Say I have a bag with a very large number of disks with the numbers $1$ and $2$ on them. Say the disks are present in the proportion $0.25$ to $0.75$. The number of disks is so large, removing $3$ disks has no impact on the proportion of each type of disk in the bag.
I remove three disks from the bag and I am interested in the sampling distribution of various statistics such as the median. For example, disks $112$ have a median of $1$.
Now when I look at the solution for questions of this type I have to multiply the combine probabilities by the permutation of the disks as if they were selected in order. In the example drawing $112$ the “probability component” would be $(0.25)^2$ $(0.75)^1$. However, in the solutions provided I need to multiply this number by $3$ because of the three different ways of ordering the numbers on the disks: $112, 121$, and $211$.
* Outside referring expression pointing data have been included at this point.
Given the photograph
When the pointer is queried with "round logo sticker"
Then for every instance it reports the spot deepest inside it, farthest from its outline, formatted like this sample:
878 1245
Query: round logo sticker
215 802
What I don’t understand is why this multiplication by the number of possible ways of the position of the $2$, i.e. $\binom31$, is necessary. If I put my hand in the bag and select $3$ disks in one go, there is no sense in which there is a “first” disk or a “second” disk or a “third” disk, so why do I multiply by the permutation of the three objects?
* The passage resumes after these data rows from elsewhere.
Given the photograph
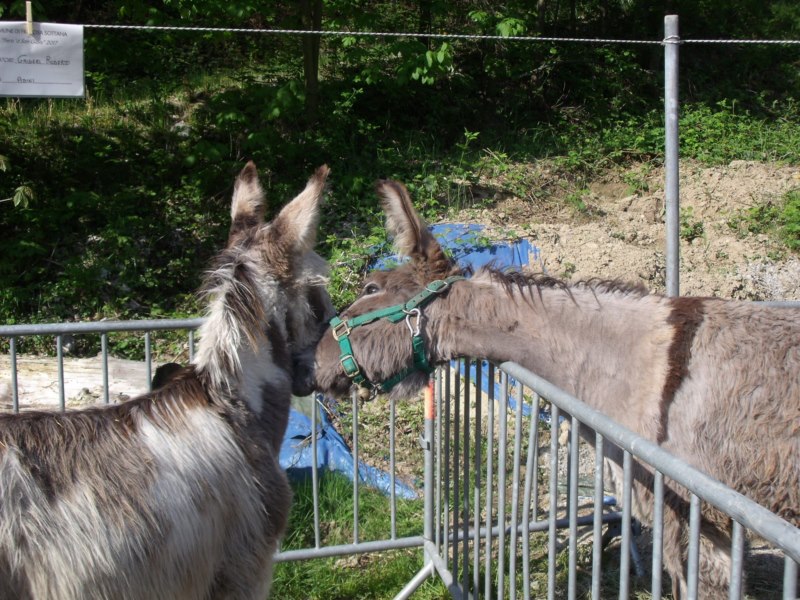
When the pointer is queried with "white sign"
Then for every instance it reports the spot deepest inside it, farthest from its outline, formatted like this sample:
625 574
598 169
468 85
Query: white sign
48 63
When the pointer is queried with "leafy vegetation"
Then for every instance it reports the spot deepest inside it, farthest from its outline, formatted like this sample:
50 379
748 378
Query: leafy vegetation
112 206
782 218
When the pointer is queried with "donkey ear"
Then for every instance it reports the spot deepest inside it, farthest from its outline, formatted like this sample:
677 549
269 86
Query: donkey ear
411 235
247 207
295 227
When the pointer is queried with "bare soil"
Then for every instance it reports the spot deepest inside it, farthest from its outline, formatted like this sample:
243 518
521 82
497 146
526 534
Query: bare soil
613 227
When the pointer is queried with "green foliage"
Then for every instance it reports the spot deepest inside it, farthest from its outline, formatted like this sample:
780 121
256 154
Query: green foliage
369 576
782 218
129 197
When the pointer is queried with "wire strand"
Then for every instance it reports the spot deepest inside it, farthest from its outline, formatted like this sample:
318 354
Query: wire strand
439 36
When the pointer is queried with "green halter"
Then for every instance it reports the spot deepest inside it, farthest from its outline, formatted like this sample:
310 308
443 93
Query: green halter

Update following comments from Siong and Dave K
Ok. I think I understand. Consider P(A) = $0.25$, P(B) = $0.75$, A and B are independent events. By my model if three events could occur simultaneously the “3-events” would be: AAA, AAB, ABB, BBB where order would not be important so for example ABB = BAB = BBA etc. Hence, because A and B are independent $P(AAA) = 0.25^3, P(AAB) =(0.25)^2(0.75), P(ABB) = (0.25)(0.75)^2, P(BBB) =0.75^3$.
By my model, since the “3-events” are mutually exclusive and should be exhaustive, P(AAA) + P(AAB) + P(ABB) + P(BBB) = $\frac{1+3+9+27}{64} = \frac{40}{64}$ which is nonsense since the sum of all m.e. probabilities should be 1.
So your model is correct i.e. sum is $1(0.25^3) + 3(0.25)^2(0.75)+ 3(0.25)(0.75)^2 + 3(0.75^3) = 1$. Now I have to go away, and think is it possible to have a model of independent simultaneous events, ignoring any considerations of physical reality?
$(0.25)^2(0.75)$ is the probability that you draw $(1,1,2)$ sequentially (i.e. when order matter)
It is also the probability that you draw $(1,2,1)$.
It is also the probability that you draw $(2,1,1)$.
However, if we do not care about the order, any of the above sequence is good. That is we want to conpute the probability that you get one of $(1,1,2), (1,2,1)$ or $(2,1,1)$, and hence we add them up.
If you care about the order, the following table is of interest to you: \begin{array}{|c|c|} \hline \text{outcome} & \text{probability} \\ \hline (1,1,1) & (0.25)^3 \\ \hline \color{blue}{(1,1,2)} & \color{blue}{(0.25)^2(0.75)} \\ \hline \color{blue}{(1,2,1)} & \color{blue}{(0.25)^2(0.75)} \\ \hline \color{blue}{(2,1,1)} & \color{blue}{(0.25)^2(0.75)}\\ \hline (1,2,2) & (0.75)^2(0.25)\\ \hline (2,2,1) & (0.75)^2(0.25)\\ \hline (2,1,2) & (0.75)^2(0.25) \\ \hline (2,2,2) & (0.75)^3 \\ \hline \end{array}
If not, the following table which summarizes number of $2$ matters for you.
\begin{array}{|c|c|} \hline \text{number of } 2 & \text{probability} \\ \hline 0 & (0.25)^3 \\ \hline \color{blue}{1} & \color{blue}{3(0.25)^2(0.75)} \\ \hline 2 & 3(0.75)^2(0.25)\\ \hline 3 & (0.75)^3 \\ \hline \end{array}
See how the second table can be constructed from the first table by grouping rows together. Also notice that probabilty sums to $1$ in both table.